Aquila Children's Magazine aquila-mathsInNature-0517 | Page 10

Fun with maths FLAMBOYANT FIBONACCI Everyone knows that nature is beautiful, but have you ever noticed that some of its greatest beauty is based in maths? Have you ever looked at the patterns made by the bracts of a pine cone, or the seeds of a sunflower? Try taking a slice of banana and counting the segments in a cross-section, or looking closely at the number of petals on a rose. They may seem random but the numbers are related. ‘How?’ I hear you cry! Well . . . they are often arranged in accordance with the Fibonacci sequence. FIBONACCI SEQUENCE In the Fibonacci sequence each new number (after the first two) is the sum of the two before. So, after 1 and 1: ● the next number is 2 (1 + 1) ● then 3 (2 + 1) ● then 5 (3 + 2) and so on.
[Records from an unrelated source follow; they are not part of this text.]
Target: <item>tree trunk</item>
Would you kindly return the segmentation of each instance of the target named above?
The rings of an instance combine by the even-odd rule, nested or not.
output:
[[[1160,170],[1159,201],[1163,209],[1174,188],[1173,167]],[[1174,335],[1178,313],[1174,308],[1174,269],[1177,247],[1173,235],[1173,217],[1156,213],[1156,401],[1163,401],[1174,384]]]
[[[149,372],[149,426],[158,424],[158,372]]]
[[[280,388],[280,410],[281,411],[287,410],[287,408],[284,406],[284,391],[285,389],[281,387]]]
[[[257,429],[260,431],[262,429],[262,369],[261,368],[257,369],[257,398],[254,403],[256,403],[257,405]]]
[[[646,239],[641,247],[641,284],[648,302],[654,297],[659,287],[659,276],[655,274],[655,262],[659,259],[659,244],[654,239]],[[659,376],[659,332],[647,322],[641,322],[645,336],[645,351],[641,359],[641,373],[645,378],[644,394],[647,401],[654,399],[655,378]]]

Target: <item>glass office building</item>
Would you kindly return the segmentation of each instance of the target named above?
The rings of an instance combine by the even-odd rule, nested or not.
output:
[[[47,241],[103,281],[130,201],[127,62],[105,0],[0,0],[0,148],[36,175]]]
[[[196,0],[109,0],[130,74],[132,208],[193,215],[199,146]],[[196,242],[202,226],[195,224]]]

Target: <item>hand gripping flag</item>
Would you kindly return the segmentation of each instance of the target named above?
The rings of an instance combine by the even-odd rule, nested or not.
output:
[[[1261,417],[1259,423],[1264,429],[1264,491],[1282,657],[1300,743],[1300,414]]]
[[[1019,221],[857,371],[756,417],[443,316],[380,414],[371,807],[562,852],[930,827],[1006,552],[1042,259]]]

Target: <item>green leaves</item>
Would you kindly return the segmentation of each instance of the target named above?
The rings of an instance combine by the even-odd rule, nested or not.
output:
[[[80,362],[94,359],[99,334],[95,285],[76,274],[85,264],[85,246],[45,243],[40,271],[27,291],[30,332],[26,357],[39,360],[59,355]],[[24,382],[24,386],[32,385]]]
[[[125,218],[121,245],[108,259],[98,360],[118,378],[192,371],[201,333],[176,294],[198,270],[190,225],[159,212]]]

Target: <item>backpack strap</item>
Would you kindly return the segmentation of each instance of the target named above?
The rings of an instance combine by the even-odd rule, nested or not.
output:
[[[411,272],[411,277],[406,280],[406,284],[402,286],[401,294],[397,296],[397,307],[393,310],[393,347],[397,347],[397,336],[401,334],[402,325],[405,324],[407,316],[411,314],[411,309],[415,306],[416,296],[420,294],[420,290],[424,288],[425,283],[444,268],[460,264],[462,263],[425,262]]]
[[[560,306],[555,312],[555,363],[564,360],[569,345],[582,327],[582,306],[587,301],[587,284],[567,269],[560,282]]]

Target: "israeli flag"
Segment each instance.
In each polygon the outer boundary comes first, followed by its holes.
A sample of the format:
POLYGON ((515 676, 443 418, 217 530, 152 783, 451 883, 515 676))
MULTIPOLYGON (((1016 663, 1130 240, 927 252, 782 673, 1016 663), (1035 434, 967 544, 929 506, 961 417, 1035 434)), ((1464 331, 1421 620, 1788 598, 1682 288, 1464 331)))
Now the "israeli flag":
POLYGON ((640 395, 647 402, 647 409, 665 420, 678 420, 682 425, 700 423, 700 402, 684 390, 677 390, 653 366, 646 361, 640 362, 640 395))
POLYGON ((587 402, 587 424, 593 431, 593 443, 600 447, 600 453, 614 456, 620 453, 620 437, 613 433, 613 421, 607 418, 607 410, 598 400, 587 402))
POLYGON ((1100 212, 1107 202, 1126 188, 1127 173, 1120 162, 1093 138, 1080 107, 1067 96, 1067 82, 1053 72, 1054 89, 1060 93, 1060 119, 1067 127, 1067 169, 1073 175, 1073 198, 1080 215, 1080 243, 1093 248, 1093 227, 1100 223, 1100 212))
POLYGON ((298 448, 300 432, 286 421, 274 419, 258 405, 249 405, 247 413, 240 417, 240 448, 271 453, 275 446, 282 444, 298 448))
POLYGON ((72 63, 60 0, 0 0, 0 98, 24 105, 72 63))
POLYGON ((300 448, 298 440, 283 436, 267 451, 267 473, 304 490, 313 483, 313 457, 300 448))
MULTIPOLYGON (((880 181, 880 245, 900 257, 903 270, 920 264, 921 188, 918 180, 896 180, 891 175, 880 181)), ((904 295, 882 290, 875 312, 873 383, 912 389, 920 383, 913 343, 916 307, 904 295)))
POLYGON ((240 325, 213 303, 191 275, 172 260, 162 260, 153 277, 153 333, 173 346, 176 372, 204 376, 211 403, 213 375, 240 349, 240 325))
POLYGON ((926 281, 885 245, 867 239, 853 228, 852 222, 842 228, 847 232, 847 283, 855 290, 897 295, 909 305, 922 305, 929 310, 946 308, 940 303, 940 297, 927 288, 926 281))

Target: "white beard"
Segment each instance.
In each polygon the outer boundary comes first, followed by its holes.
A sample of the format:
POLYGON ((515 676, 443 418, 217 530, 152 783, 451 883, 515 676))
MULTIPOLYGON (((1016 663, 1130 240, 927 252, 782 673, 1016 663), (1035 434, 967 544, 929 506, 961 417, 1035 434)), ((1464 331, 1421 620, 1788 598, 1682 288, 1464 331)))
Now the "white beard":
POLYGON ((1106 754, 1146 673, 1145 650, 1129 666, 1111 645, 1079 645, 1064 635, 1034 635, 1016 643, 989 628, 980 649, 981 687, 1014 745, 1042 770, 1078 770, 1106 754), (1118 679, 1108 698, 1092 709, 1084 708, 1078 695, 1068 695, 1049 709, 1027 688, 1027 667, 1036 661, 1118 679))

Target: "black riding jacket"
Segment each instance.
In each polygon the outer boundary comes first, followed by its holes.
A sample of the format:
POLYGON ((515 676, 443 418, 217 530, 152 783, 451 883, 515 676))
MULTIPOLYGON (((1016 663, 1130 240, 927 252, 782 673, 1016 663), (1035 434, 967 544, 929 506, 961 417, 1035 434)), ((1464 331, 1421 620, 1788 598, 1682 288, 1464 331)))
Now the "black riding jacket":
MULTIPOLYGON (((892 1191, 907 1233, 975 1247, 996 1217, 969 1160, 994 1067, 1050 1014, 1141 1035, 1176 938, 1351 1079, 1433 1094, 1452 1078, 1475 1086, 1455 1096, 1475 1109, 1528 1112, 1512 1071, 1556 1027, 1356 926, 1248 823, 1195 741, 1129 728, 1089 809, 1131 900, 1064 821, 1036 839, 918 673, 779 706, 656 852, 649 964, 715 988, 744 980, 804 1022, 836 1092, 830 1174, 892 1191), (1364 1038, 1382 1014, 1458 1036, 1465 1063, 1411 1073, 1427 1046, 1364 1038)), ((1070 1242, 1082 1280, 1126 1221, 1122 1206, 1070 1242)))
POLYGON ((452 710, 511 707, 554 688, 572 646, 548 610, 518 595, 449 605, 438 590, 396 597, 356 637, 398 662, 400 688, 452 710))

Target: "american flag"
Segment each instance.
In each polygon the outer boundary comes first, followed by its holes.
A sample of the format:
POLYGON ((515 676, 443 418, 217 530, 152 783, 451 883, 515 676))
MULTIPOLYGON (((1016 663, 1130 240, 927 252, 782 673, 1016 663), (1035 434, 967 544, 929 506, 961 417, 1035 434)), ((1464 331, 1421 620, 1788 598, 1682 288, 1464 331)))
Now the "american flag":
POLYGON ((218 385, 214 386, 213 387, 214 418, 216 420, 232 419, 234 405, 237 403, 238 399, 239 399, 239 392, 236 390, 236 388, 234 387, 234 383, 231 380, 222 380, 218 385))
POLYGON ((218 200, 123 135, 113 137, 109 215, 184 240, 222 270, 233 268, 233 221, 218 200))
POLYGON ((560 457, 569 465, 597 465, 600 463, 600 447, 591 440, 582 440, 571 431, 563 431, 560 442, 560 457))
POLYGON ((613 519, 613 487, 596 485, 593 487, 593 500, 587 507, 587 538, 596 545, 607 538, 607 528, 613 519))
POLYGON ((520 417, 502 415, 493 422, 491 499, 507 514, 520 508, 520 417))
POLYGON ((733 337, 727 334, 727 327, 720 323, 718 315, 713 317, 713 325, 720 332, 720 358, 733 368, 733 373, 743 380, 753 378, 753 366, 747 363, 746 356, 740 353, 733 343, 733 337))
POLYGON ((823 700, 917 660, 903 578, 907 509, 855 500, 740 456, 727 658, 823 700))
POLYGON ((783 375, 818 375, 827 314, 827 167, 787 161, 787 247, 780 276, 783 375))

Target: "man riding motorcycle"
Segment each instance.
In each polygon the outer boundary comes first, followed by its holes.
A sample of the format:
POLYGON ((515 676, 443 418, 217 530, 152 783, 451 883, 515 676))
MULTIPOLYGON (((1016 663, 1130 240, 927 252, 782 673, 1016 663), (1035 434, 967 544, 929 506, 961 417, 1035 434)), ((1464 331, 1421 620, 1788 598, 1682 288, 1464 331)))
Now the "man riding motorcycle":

The numbers continue like this: 8, 13, 21, 34, 55, 89, 144, 233, 377 . . . The sequence is named after an Italian mathematician named Leonardo de Pisa, (Fibonacci was his nickname, it translates to Son of Bonacci), who published it in his book Liber Abaci in 1202. While investigating rabbit breeding of all things, Fibonacci discovered this number sequence and found that it adhered to the Golden Ratio (see pp 14-15), known in mathematics as phi or (ϕ) – 1.618. If you divide any number in the Fibonnaci sequence by the one before it, you’ll get close to phi every time. 10 SUPER SMASHIN’ SPIRALS In mathematics, spirals are curves that emanate from a point and move farther out from that point as it revolves away. In an Archimedean spiral, for example, the distances remain constant, whereas in a logarithmic spiral, including the Fibonacci spiral, distances increase in sequences known as ‘geometric progression’. ’. We find a lot of logarithmic spirals in the natural world.